Engineering CpG island DNA methylation in pluripotent cells through synthetic CpG-free ssDNA insertion

Cellular differentiation requires global changes to DNA methylation (DNAme), where it functions to regulate transcription factor, chromatin remodeling activity, and genome interpretation. Here, we describe a simple DNAme engineering approach in pluripotent stem cells (PSCs) that stably extends DNAme across target CpG islands (CGIs). Integration of synthetic CpG-free single-stranded DNA (ssDNA) induces a target CpG island methylation response (CIMR) in multiple PSC lines, Nt2d1 embryonal carcinoma cells, and mouse PSCs but not in highly methylated CpG island hypermethylator phenotype (CIMP)+ cancer lines. MLH1 CIMR DNAme spanned the CGI, was precisely maintained through cellular differentiation, suppressed MLH1 expression, and sensitized derived cardiomyocytes and thymic epithelial cells to cisplatin. Guidelines for CIMR editing are provided, and initial CIMR DNAme is characterized at TP53 and ONECUT1 CGIs. Collectively, this resource facilitates CpG island DNAme engineering in pluripotency and the genesis of novel epigenetic models of development and disease.

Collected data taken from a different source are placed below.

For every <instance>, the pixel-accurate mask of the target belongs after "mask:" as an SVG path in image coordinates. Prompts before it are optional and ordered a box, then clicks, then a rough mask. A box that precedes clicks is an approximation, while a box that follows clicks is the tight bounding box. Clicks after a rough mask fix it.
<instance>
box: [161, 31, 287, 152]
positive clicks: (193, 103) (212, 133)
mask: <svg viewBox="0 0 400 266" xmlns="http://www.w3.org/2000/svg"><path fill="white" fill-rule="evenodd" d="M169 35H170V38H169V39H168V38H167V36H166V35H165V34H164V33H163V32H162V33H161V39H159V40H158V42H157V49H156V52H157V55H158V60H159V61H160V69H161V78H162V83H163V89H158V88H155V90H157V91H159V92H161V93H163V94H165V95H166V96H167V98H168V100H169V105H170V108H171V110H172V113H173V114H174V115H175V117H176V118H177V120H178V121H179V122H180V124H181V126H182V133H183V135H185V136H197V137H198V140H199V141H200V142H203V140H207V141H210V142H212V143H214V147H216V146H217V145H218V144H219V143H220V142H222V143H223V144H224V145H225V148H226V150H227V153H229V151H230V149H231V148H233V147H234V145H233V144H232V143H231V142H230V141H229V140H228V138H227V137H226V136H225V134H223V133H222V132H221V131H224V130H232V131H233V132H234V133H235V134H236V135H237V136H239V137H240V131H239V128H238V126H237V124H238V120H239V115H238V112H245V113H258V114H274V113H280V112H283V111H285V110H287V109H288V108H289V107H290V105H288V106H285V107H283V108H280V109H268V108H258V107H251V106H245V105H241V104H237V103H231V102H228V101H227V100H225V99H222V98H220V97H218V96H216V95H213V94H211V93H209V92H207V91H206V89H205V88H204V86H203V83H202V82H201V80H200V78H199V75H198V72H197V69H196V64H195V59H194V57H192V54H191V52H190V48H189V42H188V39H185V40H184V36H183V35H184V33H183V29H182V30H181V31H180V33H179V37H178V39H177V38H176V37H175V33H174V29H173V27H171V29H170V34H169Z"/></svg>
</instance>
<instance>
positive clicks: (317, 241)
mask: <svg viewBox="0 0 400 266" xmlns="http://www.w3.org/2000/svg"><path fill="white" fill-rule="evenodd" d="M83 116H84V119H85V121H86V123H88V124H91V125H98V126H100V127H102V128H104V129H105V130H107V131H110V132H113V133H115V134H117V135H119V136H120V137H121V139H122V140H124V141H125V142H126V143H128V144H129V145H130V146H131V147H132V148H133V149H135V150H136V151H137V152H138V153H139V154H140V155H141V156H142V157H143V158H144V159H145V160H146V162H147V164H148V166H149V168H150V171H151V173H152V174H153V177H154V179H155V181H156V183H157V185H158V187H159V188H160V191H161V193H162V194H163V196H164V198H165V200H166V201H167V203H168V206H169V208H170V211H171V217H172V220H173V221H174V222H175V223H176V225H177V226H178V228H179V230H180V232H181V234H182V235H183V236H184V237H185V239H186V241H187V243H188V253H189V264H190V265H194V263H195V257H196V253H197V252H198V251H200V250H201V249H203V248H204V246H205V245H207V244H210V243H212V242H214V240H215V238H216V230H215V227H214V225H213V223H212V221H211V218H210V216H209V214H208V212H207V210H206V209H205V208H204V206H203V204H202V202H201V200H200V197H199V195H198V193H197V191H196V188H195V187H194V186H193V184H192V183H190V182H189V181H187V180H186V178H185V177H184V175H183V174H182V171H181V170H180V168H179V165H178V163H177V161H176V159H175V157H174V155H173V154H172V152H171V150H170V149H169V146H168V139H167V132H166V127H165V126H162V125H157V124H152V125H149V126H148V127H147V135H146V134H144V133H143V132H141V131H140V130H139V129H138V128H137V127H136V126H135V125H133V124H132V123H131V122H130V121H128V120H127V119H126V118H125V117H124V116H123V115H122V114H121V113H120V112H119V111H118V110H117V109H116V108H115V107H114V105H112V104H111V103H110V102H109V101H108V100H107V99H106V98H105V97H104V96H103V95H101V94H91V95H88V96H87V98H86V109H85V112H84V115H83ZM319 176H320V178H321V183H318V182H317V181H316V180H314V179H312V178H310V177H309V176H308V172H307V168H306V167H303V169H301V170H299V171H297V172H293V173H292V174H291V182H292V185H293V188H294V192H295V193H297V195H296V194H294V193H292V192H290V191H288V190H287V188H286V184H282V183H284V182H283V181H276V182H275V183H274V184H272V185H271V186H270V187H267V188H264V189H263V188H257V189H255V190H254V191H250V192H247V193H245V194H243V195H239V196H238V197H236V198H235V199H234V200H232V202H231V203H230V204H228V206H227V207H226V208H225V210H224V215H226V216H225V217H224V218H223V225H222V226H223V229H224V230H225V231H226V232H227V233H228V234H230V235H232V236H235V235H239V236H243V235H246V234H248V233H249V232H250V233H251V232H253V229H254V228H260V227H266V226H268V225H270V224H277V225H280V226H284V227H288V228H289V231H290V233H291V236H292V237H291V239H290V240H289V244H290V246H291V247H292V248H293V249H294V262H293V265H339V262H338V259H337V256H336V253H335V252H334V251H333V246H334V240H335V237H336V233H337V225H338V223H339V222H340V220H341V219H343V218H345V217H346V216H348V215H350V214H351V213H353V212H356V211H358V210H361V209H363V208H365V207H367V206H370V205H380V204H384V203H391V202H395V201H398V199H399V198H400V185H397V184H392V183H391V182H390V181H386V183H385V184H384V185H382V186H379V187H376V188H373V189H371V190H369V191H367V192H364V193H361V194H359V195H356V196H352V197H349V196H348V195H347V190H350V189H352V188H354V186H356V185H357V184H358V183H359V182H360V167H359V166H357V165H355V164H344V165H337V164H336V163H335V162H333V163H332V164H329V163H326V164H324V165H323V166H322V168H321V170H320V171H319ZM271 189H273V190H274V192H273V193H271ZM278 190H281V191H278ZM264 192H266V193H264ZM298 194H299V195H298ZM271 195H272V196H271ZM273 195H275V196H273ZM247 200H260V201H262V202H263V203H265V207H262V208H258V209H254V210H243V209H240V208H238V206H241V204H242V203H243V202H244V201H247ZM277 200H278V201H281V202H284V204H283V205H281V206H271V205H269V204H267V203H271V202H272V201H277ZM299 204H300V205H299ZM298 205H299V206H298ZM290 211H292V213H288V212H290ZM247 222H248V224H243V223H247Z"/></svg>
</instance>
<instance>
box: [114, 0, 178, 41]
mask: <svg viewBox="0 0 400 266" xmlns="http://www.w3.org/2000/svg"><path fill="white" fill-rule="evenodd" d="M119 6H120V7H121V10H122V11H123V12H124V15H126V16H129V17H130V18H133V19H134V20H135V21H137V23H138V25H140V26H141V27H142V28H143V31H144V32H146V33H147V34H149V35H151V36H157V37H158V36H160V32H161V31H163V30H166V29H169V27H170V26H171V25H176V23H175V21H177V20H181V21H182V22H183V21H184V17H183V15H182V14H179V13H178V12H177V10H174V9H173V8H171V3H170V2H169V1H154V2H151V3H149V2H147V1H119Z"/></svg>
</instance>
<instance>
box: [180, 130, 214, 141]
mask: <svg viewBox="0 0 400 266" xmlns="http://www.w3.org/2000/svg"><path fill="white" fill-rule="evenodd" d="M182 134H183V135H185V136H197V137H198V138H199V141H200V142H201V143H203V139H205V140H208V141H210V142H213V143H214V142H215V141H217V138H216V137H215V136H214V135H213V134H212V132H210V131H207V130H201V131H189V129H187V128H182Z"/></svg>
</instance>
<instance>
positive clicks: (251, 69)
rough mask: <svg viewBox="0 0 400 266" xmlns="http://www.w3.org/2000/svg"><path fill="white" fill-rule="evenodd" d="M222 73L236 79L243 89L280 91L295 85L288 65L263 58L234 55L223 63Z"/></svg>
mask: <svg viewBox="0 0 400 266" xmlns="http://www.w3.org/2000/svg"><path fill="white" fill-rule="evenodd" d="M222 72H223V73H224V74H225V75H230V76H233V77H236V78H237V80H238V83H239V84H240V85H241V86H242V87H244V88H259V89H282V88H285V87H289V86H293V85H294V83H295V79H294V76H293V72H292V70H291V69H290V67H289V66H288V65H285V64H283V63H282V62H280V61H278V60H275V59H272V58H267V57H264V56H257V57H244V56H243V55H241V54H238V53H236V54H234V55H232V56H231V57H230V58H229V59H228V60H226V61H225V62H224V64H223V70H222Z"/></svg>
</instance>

Pluripotent DNAme edits may be carried through differentiation, alter cell fate, and provide epigenetic models of development and disease, which may be used in future therapeutic DNAMe reversion strategies. To overcome barriers for DNAme editing across entire CpG islands, we investigated whether CpG island methylation responses occur in response to synthetic CpG-free ssDNA integration. We subsequently aimed to optimize CIMR DNAMe editing in pluripotency.

Integration of a designer CG-free synthetic ssDNA can stimulate de novo DNAMe at target CGIs. Based on this observation, Tompkins et al. describe a genome-wide DNA methylation editing technique that spreads DNAme across target CpG islands (CGIs), is globally specific, and is functionally maintained through directed differentiation.